One of the main strengths of union safety reps is that in the workplace we are the genuine voice of the workers we represent. Whether through regular inspections, investigations after accidents or raising concerns at safety committees, union safety reps are a reality check, bringing issues that affect workers directly to the attention of the employers.
The system works because we are part of the workforce and responsibility for the problems with health and safety at work lies with the employer. If a company boss reduces staffing to dangerous levels or refuses to provide adequate welfare facilities, organising workers to collectively apply pressure on their boss can result in immediate tangible improvements.
But in many situations, the underlying reason for the safety problem does not only lie with a particular employer. If laws need to change, we need to influence Westminster, not a manager in our own firm. That means union safety reps need to link together with others across an entire industry, exerting pressure and organising meetings to build a network of activists able to mobilise both inside their own workplace but also collectively across multiple employers.
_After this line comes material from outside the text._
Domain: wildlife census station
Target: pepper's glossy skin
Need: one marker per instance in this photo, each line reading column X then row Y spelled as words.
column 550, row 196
This is nothing new. In 1988 following the Piper Alpha tragedy in which 167 offshore workers were killed due to Occidental Petroleum cutting corners to boost profits, safety reps across the North Sea organised the Offshore Industry Liaison Committee (OILC) to demand proper safety on oil rigs. In the same year, rank and file building workers set up the Construction Safety Campaign (CSC) as a response to the three deaths a week taking place in the industry.
There are many other examples in the docks, railways, amongst postal workers and in the campaign to get asbestos banned. All these campaigns started with a small group of safety reps talking to each other about organising some kind of joint protest, which developed into bigger collective mobilisations.
So, whether at conferences or training courses, on the phone or via social media, I’m challenging safety reps to start talking to each other again and set up new initiatives for this generation. I’m looking forward to seeing direct action over safety back in the news.